WILTON – Fayette resident and former Selectman Tom Welch questioned the balances in several of the town’s accounts during the town’s annual meeting Saturday, including the Starling Hall Reserve Account.

Town Manager James Collins said that while the balance for that account is shown at $4,513, other funds approved at last year’s town meeting will be added when the fiscal year has ended.

Officials often disagreed about the amount and details of various accounts and needed clarification. In addition, some account balances listed in the town report were incorrect due to what Collins said was a difference in the way the town and the town’s auditor handle the accounts. “I’ve never been to a town meeting where there has been so little information about the amount of monies we have,” Welch said.

Welch also questioned a raise in the town manager’s pay. Collins said the raise represents a 3 percent increase over last year. Last year, Collins’ salary was $47,000. This year it is $48,400. Welch said voters agreed to give the town manager $30,000 during a previous annual town meeting. He questioned how raises could be given without a town vote. But Moderator Darryl Brown said selectmen determine the town manager’s salary by state law.

Welch motioned to amend an article that included administration and staff pay by decreasing it by $10,000. Brown explained to voters that, according to the Maine Moderator’s Manual, while they could decrease the total funds raised for the account, they could not specify that the funds be taken from the town manager’s pay.
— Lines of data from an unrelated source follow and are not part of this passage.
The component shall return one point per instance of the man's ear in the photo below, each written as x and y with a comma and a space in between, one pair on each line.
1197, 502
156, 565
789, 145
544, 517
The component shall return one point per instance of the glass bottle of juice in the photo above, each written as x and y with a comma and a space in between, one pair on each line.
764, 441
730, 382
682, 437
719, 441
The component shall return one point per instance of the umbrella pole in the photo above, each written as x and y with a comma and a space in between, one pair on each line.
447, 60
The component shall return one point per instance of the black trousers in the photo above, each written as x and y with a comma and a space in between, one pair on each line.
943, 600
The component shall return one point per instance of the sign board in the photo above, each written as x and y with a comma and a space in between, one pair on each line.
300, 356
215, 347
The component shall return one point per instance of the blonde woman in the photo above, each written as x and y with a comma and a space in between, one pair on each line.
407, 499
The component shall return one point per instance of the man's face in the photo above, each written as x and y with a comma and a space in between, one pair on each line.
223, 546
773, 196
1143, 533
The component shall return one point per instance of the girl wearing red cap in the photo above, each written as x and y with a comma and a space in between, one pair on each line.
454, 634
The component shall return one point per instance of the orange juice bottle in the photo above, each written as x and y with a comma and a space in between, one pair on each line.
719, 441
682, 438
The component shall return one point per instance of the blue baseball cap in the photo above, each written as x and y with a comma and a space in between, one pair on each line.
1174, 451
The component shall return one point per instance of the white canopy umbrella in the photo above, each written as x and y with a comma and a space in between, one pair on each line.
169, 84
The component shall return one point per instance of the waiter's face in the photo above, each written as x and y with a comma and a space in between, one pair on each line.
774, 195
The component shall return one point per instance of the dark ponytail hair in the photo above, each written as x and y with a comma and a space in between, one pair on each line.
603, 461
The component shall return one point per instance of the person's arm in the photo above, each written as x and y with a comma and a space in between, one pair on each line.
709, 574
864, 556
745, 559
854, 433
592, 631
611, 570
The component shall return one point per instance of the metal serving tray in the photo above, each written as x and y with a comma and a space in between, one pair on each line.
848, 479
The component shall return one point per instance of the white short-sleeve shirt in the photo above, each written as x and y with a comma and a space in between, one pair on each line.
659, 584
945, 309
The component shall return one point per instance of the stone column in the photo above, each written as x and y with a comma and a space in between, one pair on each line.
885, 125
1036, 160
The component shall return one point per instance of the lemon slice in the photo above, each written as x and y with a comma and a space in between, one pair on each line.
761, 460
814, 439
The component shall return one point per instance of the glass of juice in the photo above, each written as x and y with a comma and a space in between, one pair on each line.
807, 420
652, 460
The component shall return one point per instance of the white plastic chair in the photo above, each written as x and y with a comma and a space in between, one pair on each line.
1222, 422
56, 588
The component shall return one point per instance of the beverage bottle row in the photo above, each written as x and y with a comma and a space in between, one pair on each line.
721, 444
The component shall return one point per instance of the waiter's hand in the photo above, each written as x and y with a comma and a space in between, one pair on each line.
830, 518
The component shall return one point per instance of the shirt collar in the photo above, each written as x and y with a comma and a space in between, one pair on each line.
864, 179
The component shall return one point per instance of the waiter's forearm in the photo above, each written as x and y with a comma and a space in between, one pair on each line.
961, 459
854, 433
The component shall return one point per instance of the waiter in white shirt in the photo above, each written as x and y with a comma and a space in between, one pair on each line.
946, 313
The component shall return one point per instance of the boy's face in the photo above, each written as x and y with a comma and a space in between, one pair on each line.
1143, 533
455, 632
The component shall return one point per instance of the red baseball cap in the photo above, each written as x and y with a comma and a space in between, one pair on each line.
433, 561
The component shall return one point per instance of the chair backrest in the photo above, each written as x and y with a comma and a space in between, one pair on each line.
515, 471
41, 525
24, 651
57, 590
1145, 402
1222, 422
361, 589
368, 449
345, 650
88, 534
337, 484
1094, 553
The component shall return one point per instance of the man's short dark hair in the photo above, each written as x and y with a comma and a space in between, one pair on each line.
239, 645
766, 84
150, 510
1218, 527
Voters approved the reduction, 17-12.

Welch said a group of 15 to 20 residents, calling itself Concerned Citizens for the Welfare of Fayette. The group plans to look into the financial practices of the town. “I don’t think anyone is purposely doing anything wrong with the finances, but I do think some things need to be done differently,” Welch said.

Resident Joe Young passed out a handout listing recommendations and findings of the state Department of Audit and Purdy Powers and Co. over the past three years.

The handout asks Fayette citizens to consider that state law requires the town treasurer to submit financial reports to selectmen at least every three months, and says officials have not followed recommendations by the auditors. The handout also claims that a recent embezzlement of town funds could have been prevented.

Collins passed out a letter from Purdy Powers and Co. in response to concerns about a recent management letter issued by the company. The letter states that while the company believes some improvements could be made, it does not audit the town’s internal control systems.

“Our letter does not indicate that the town’s system of recordkeeping is dysfunctional or contains severe and pervasive flaws. Also, nowhere in the letter is it stated or intended to represent that the town is being financially mismanaged or its employees incompetent,” the letter reads. It is signed by Richard E. Emerson Jr., a certified public accountant.